Boa noite, minha gente maravilhosa 🌙

Hoje trago-vos uma atualização com o coração mais leve. A cirurgia, ao que tudo indica, correu bem… e desta vez até o tempo no recobro foi mais curto do que na semana passada — já é uma pequena vitória, daquelas que nos devolvem um bocadinho de esperança.

Ainda não tenho grandes novidades porque o médico ainda não passou por aqui, mas houve um momento que valeu tudo.

Cheguei ao quarto exatamente ao mesmo tempo que o meu marido… e a minha filha mais velha, que veio de Londres para me ver, para celebrar o aniversário dela e o Dia da Mãe comigo.

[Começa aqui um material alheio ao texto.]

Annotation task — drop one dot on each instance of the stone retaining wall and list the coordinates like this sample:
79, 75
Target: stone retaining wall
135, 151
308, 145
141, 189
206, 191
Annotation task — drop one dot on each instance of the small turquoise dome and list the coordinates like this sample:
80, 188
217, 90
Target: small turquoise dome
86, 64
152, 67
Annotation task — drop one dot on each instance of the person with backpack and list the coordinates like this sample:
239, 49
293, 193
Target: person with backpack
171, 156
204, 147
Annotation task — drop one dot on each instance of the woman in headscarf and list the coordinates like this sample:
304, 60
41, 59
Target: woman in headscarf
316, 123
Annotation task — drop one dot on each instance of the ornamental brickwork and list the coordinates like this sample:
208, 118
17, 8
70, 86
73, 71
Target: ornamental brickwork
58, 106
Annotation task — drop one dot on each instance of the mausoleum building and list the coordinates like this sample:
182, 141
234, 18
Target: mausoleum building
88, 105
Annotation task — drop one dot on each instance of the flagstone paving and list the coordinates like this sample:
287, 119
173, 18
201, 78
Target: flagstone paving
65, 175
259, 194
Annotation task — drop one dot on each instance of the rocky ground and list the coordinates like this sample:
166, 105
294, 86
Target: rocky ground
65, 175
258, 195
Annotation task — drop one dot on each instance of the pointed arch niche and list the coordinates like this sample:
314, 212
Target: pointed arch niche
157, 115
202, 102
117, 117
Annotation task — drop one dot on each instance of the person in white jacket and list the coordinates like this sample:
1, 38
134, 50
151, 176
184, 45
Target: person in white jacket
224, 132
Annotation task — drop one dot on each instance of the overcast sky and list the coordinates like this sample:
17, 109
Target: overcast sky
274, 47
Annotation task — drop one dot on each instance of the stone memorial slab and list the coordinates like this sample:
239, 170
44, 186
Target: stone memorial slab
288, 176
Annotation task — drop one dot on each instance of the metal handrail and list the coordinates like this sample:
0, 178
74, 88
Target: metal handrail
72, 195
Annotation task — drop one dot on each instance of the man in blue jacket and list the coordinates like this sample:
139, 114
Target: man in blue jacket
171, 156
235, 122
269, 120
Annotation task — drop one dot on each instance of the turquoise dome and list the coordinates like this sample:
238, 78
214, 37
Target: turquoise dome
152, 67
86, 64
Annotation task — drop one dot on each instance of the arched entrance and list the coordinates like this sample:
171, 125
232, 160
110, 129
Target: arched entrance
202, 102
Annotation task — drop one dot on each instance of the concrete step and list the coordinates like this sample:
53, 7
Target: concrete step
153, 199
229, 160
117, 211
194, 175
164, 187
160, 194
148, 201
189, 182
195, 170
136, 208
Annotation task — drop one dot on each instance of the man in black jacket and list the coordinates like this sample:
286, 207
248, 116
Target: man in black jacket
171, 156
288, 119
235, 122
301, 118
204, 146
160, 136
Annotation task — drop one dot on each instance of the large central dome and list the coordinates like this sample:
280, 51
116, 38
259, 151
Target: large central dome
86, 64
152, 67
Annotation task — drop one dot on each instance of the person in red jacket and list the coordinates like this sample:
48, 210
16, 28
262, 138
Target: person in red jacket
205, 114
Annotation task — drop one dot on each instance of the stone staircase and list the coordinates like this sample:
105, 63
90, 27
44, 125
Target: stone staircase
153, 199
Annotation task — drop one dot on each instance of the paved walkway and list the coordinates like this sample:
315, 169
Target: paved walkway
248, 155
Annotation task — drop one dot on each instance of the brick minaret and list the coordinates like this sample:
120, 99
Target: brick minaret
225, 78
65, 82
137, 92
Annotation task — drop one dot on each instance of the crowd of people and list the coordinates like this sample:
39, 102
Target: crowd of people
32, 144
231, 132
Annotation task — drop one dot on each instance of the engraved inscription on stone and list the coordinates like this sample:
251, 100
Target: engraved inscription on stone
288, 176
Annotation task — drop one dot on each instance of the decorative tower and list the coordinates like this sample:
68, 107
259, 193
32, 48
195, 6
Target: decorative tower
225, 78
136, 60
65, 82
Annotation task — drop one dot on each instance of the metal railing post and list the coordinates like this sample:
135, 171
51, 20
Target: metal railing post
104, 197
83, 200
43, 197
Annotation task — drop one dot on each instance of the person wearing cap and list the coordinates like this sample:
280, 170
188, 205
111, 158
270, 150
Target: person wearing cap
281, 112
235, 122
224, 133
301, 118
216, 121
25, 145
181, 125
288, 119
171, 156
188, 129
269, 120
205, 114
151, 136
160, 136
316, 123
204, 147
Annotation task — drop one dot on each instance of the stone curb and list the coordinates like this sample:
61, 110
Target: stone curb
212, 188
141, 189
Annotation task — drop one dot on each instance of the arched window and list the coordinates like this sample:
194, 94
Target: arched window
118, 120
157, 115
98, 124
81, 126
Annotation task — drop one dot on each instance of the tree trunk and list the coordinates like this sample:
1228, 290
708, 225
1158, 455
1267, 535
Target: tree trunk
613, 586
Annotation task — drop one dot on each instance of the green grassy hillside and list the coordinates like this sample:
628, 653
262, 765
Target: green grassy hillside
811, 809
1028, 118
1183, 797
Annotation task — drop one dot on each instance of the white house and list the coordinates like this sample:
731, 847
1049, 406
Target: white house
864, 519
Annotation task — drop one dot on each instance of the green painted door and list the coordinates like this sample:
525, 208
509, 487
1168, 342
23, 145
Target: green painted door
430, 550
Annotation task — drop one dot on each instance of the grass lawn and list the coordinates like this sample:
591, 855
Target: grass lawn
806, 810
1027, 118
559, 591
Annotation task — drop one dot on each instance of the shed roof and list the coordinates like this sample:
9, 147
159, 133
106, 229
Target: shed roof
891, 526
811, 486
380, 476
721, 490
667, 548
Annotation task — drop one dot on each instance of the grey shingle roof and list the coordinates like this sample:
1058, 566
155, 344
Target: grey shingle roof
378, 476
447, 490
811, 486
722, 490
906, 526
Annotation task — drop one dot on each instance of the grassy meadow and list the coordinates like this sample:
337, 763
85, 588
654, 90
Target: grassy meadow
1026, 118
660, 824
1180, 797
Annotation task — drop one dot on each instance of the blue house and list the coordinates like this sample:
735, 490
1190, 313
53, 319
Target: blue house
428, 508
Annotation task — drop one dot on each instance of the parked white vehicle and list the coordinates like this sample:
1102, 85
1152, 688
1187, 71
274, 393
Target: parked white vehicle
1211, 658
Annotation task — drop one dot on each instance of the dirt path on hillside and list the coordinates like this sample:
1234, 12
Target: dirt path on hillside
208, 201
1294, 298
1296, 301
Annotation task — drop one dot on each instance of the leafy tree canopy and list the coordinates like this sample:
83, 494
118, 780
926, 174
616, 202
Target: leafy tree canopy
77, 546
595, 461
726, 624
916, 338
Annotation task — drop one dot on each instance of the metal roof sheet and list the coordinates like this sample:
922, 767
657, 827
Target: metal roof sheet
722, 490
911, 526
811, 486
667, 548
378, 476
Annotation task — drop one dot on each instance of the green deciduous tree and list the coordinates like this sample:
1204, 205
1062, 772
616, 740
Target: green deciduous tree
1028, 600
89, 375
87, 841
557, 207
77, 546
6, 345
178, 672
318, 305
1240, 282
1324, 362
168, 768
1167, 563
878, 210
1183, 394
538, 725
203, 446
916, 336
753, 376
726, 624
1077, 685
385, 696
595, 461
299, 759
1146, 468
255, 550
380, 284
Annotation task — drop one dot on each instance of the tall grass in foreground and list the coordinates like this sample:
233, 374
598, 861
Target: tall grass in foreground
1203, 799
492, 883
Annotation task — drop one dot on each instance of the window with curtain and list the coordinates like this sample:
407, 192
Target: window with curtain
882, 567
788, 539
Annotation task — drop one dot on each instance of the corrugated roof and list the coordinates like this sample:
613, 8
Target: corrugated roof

Não vos consigo explicar a emoção. Foi daquelas que nos enche por dentro e nos lembra porque é que vale a pena continuar a lutar. Foi mesmo a cereja no topo do bolo que eu precisava para ganhar forças 💛

Hoje sinto-me grata. Muito grata.

Grata pela minha família, pelo cuidado que tenho recebido aqui, e por vocês… que, desse lado, não me largam um segundo. Cada mensagem, cada palavra, cada mimo — chega cá e faz diferença.

E sim… ainda há quem diga mal do nosso SNS. Eu só vos digo: vamos cuidar dele. Porque, com todas as falhas, também é aqui que encontramos pessoas que fazem muito mais do que o possível.

Agora vou descansar um bocadinho… e assim que tiver novidades, venho contar-vos tudo.